Когда они в этот раз добрались до города, отец выменял шкуры на серебро и накупил еды на несколько недель. Потом они отправились на постоялый двор, где провели несколько ночей ещё осенью. Двор назывался «Кроль» и над дверью была прибита вывеска в виде зайца с нарисованными глазами и усиками.
Женщина, которая держала его, была весьма добросердечной, так что Алек не возражал пожить здесь немного, вот если бы только не переживал из-за того, что отцу снова приходится уходить.

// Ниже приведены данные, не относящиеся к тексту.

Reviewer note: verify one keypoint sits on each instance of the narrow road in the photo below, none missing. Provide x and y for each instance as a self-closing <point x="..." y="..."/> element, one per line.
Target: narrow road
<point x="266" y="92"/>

Но Папа же всегда возвращается обратно.
***
Амаса проснулся от сильной боли. Его грудь, голова и левая рука дико ныли, даже хуже, чем всё остальное тело. Ощущение было такое, словно его исколошматили с головы до ног. Воспоминание о лавине прогнало остатки сна. Однако он не был погребен под толщей снега. Он лежал возле огня, завернутый в одеяла и теплые шкуры. И то был не тот бивак, что они делили с Ирейей, а какая-то неглубокая пещера, устье которой было наполовину засыпано снегом. Скинув здоровой рукой с себя шкуру, он увидел, что его левая рука была заботливо привязана к палкам обрывками бело-синей ткани, такой, из которой был сделан головной убор Ирейи. В середине предплечья, там, где кость прошла сквозь кожу, повязка была перепачкана кровью. А ещё у него было сломано несколько ребер.
Послышался скрип снега под чьими-то шагами и вскоре у входа в пещеру показалась Ирейя, притащившая пару освежеванных кроликов. Не взглянув на него, не улыбнувшись, она опустилась на коленки у очага и принялась резать мясо.
- Ирейя, это ты притащила меня сюда? – спросил он, хотя каждое слово причиняло невыносимую боль.